Illinois Eavesdropping Law Unconstitutional, Judge Rules

Judge: Illinois Eavesdropping Law Unconstitutional

While protesting a law than banned Chicago artists from selling their work on the street, artist Christopher Drew decided to try an act of civil disobedience in 2009 that ended up getting him arrested.

While he expected the arrest, did not anticipate what would happen next. He was ultimately charged with a Class 1 felony under the Illinois Eavesdropping Act, a controversial law that forbids citizens from recording police officers when they're enforcing laws in a public space. Under the law, he faced 15 years in prison.

On Friday, Cook County Judge Stanley Sacks ruled in Drew's favor -- and said the eavesdropping law was unconstitutional.

“The Illinois Eavesdropping Statute potentially punishes as a felony a wide array of wholly innocent conduct,” the judge read, according to the Chicago Sun-Times. “A parent making an audio recording of their child’s soccer game, but in doing so happens to record nearby conversations, would be in violation of the Eavesdropping Statute.”

Sacks is not the first Illinois judge to rule this way. Last August, a judge cleared Tiawanda Moore of all charges after Chicago police officers arrested her for recording a conversation with them. The officers were allegedly trying to stop her from filing a sexual harassment complaint against another Chicago cop, and she spent more than two weeks in jail.

The American Civil Liberties Union has repeatedly challenged the law, and even some law enforcement officials have expressed concern about its constitutionality.

Chicago's new police superintendent Garry McCarthy called the law a "foreign concept," and said officers can benefit from having events on tape -- so there are no false accusations of misconduct later.

Lucy Dalglish, executive director for Reporters Committee for Freedom of the Press, told the Associated Press the law was "bone-headed."

"You might be OK if you are CNN, but not if you're a blogger or look like any citizen on the street," she said.

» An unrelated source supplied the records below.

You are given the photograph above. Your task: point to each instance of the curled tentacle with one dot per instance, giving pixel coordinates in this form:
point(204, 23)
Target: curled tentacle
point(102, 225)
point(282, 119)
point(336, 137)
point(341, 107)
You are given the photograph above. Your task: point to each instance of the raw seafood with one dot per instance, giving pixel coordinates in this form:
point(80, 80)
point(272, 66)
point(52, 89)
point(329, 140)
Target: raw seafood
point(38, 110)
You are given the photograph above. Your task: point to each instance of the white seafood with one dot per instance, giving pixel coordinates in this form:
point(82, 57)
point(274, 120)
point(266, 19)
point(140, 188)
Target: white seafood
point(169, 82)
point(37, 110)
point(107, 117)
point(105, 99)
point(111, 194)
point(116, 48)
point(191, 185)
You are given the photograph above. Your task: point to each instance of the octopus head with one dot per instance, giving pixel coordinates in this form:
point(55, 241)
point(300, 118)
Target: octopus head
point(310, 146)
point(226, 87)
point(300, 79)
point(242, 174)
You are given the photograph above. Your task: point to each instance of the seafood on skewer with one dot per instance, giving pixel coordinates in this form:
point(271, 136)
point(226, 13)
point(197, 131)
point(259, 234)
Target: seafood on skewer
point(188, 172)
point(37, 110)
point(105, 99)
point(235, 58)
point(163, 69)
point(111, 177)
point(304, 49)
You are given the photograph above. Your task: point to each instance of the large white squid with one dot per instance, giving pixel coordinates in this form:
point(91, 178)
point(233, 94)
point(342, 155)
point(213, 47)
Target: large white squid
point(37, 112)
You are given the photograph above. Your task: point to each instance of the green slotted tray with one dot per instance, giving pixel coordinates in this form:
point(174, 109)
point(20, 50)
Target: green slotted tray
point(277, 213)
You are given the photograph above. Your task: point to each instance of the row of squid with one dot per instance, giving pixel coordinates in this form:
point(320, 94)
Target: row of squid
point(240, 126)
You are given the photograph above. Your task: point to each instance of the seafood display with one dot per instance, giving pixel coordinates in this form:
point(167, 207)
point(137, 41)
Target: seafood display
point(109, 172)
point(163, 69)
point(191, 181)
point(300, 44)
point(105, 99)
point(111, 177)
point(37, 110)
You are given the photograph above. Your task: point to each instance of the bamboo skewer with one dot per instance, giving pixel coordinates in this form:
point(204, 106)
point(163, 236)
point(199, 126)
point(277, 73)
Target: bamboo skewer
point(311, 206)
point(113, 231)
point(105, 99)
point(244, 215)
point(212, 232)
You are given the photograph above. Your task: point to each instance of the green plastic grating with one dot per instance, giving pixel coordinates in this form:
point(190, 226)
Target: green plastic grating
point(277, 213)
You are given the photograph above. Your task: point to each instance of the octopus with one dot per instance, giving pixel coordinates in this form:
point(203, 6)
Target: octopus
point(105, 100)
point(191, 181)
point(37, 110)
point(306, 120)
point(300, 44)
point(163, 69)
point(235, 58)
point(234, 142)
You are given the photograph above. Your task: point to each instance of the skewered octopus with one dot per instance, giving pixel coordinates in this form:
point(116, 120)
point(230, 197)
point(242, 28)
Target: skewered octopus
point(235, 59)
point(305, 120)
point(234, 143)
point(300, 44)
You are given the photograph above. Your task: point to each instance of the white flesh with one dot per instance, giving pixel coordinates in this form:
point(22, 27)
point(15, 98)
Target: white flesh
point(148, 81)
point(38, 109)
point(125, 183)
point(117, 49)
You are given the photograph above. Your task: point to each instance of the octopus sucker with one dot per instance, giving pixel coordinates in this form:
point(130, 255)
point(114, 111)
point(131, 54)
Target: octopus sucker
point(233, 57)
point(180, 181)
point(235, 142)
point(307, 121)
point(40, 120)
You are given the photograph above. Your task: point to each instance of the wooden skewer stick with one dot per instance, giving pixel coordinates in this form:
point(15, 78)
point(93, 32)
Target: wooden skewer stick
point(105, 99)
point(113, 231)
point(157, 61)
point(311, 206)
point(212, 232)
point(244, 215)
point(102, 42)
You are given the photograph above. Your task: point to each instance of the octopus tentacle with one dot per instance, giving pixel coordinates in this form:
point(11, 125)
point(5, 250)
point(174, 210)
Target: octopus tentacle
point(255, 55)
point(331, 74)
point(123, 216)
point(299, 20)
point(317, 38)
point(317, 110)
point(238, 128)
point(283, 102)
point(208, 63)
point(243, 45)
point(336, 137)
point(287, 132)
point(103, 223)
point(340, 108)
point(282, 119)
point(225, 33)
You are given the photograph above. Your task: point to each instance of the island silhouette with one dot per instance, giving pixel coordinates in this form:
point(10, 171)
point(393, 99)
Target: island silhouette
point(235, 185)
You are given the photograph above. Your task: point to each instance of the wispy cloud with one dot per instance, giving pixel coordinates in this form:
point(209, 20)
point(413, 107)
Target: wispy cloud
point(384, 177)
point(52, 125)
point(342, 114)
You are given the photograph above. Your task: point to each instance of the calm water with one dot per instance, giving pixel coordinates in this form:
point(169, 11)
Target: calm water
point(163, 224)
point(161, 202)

While other states have similar laws on the books that require "two-party consent" when it comes to recording a conversation, most have an important exception that permits the recording of law enforcement in the public way.

Amendments to the law were approved by a statehouse committee in early February, and the new version would remove language forbidding citizens from "recording of a peace officer who is performing a public duty in a public place and speaking at a volume audible to the unassisted human ear."

The measures are expected to pass -- especially in light of Drew and Moore's cases.

“If you’re going to allow the average citizen to tape the police officer, the police officer should have one-party consent,” she told the Reader.

It is unclear if prosecutors will appeal Judge Sacks' decision, but Drew will likely fight on until the law is history.

"I knew from the beginning that we had to commit to fight the constitutionality of this law," Drew told the AP.